Julius Magonjo Shinyanjui v Republic [2019] KEHC 7376 (KLR)
Full Case Text
REPUBLIC OF KENYA
IN THE HIGH COURT OF KENYA
AT NAKURU
CRIMINAL APPEAL NO. 19 OF 2015
JULIUS MAGONJO SHINYANJUI …………………….…… APPELLANT
VERSUS
REPUBLIC ………………………………………..……………………. STATE
(Being an appeal from the Judgment of Honourable H. M. Nyaga Senior Principal Magistrate, delivered on 21st November, 2014 in Molo Chief Magistrate’s Court Criminal Case No. 1910 of 2013)
JUDGMENT
1. The Appellant, Julius Magonjo Shinanjui, was charged before the Senior Principal Magistrate’s Court at Molo with a single count of robbery with violence contrary to section 296(2) of the Penal Code. It was alleged that on the night of 20th – 21st September, 2013 at Mayassel Farm Salgaa, Rongai District in Nakuru County within the Rift Valley Province, jointly with others not before Court, while armed with a dangerous weapon namely an axe, robbed Michael Kimutai Koech of one Laptop, two mobile phones, nine spanners and cash Ksh 2,150/= all valued at Ksh 117,150/= and at or immediately after the time of such robbery wounded the said Michael Kimutai.

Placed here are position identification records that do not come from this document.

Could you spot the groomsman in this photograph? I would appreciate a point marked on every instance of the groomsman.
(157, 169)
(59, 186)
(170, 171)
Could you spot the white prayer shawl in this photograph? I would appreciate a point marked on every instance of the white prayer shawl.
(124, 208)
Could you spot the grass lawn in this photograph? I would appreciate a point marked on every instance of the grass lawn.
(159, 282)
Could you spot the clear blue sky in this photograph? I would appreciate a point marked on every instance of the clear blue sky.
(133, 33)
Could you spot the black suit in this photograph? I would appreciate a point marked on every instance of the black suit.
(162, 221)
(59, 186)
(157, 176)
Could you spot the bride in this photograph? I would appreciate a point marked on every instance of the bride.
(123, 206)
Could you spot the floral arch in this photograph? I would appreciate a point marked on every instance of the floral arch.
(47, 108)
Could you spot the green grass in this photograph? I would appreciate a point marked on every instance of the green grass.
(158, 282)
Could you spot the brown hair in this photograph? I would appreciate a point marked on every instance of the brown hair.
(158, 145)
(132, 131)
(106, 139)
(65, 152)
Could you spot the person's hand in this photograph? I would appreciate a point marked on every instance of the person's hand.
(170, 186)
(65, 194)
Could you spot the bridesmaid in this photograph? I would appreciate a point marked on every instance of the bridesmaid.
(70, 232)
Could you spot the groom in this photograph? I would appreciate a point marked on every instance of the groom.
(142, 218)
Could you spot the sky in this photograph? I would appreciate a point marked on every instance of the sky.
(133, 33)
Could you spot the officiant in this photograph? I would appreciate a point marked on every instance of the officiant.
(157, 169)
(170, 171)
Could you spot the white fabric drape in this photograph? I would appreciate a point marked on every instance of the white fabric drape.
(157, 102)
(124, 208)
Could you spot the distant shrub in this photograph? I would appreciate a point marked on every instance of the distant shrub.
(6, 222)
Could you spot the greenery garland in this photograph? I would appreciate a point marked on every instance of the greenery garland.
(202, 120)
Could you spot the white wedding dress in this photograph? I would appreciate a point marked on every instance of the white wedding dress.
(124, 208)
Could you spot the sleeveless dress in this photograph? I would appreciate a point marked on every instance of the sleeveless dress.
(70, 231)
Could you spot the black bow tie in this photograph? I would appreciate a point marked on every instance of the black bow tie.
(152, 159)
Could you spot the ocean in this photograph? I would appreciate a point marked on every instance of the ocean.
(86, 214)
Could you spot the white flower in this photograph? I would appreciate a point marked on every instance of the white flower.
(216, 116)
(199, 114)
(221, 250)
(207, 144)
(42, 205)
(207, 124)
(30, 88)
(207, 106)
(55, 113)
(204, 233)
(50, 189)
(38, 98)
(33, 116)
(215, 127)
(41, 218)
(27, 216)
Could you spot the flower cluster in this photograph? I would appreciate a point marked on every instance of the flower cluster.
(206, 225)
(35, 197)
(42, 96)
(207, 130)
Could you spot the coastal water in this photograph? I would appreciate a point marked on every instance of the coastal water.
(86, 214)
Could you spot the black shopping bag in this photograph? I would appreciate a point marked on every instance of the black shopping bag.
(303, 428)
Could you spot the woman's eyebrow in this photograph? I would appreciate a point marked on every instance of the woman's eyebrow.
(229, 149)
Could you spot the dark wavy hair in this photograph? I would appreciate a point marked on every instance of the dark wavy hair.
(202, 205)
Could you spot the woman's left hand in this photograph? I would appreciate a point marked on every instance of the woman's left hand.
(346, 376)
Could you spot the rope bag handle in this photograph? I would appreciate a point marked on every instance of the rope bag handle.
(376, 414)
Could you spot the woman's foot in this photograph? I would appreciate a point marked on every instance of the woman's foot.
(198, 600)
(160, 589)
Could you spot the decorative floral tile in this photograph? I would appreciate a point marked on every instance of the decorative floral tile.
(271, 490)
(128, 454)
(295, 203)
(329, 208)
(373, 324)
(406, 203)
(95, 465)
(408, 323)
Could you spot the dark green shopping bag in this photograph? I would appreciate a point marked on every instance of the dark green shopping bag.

2. The Appellant pleaded not guilty to the charge and the case proceeded to full trial. At the trial, the Prosecution called five witnesses and closed its case. The Learned Trial Magistrate ruled that the Appellant had a case to answer and put him on his defence. The Appellant gave an unsworn statement. The Learned Magistrate then delivered his verdict, finding the Appellant guilty as charged and sentenced him to twenty years imprisonment.
3. The Appellant is aggrieved by both the conviction and sentence and has appealed to this Court against both.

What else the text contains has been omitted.